Stretch out those wings
The bird’s response to this new warmer, drier environment that presents food and water challenges not seen in that part of the forest before, seems to have been to rapidly evolve in ways to try and balance these issues out. The speed at which the species had changed was somewhat alarming to the researchers.
The fact that the birds had become smaller didn’t surprise them (although the rate at which they had, did): the body size reduction seemed logical when considering its improved ability to cool off during increases in temperature. Smaller birds shed heat more efficiently than larger ones, as they have more surface area compared to their volume.
The studies found that 36 of the 77 species had lost an average of 2% body weight every decade, with the rest showing an overall weight decrease, and a third had developed longer wings.
Those in the lower, cooler dark forest floor like the musician wren had lost less than those in the midstory, where it was warmer, but those who inhabited the upper reaches of the midstory like the collared puffbird who were exposed to more heat had the most pronounced changes. But the wings becoming longer was a little more perplexing.
Focussing on the non-migratory species, (as too many factors could influence the changes in the others) the conclusion reached was that longer wings lead to more efficient flight: if birds have a higher mass to wing ratio, they have to flap their wings more to keep going, which uses more energy and creates more internal heat: something you don’t want if the air temperature is already very warm.
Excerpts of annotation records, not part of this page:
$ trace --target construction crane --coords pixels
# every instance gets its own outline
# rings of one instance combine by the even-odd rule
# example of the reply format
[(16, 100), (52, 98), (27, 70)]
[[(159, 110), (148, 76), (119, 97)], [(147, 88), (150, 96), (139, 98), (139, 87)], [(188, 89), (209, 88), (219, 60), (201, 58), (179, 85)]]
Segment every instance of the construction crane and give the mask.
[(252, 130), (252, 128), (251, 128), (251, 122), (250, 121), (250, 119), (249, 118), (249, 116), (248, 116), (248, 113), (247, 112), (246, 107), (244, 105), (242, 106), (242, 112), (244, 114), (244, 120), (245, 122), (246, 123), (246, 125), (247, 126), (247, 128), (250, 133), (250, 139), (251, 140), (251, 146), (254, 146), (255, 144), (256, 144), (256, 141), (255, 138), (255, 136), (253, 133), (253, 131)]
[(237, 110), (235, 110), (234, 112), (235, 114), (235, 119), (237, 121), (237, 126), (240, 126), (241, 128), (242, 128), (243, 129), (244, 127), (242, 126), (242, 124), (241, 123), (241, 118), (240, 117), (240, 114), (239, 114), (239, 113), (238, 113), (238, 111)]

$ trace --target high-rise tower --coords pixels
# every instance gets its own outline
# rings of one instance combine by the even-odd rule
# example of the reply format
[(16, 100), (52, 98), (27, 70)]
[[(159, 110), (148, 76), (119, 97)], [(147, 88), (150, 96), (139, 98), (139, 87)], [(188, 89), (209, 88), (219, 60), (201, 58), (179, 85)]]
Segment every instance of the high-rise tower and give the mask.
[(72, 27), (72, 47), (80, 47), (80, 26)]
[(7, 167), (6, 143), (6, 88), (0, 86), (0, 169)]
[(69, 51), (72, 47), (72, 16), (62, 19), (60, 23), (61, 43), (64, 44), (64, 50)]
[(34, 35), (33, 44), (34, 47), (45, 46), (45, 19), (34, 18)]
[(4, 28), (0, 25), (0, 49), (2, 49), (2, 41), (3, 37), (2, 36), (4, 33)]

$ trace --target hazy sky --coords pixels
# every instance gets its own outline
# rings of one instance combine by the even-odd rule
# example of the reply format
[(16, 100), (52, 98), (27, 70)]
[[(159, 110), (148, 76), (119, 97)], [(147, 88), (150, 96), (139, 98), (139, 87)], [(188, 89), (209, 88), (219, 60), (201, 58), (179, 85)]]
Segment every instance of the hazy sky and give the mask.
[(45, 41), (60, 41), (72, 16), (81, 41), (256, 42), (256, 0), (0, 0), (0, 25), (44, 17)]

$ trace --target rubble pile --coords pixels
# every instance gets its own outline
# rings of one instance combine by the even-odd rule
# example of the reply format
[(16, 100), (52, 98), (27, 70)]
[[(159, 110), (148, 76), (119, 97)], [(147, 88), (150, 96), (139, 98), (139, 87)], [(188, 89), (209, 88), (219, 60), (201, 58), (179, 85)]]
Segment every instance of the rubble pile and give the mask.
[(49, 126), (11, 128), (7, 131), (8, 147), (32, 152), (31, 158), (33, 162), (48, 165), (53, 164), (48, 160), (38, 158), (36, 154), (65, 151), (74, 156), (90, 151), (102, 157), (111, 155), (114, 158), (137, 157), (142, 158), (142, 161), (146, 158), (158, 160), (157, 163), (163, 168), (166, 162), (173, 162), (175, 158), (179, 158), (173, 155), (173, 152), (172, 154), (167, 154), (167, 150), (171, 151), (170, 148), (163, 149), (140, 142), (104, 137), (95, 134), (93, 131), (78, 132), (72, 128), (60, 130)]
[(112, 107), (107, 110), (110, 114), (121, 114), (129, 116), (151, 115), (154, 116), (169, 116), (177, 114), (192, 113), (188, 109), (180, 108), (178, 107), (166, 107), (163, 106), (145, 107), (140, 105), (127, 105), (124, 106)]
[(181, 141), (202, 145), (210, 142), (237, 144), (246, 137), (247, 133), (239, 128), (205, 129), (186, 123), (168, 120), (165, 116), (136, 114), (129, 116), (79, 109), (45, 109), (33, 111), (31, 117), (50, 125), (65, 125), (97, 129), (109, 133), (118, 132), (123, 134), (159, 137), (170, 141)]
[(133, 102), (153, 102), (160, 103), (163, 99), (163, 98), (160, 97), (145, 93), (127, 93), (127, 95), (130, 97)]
Our reach goes further than we thought.
Comparing the changes to aircraft, the researchers noted that a fighter jet with short wings and a heavy body uses more fuel than a glider, whose slender lightweight body is held aloft by long wings and uses no fuel.
As indeed embodied in the glider’s name, this method of flight uses far less energy, ergo less internal heat is generated. With food resources stressed by the warmer climate too, developing a more efficient method of locating it made sense.
All the scientists in these studies say that these findings are just scratching the surface – far more research needs to be done to understand why and how these changes are taking affect, and what repercussions that could have on an ecosystem under immense pressure from all sides.
The overriding concern of many, though, is that these discoveries were found in what everyone had thought was a pristine and untouched habitat, far from human influence. But it now looks like our reach goes further than we thought, enacting relatively rapid changes that had been going on for decades before anyone noticed.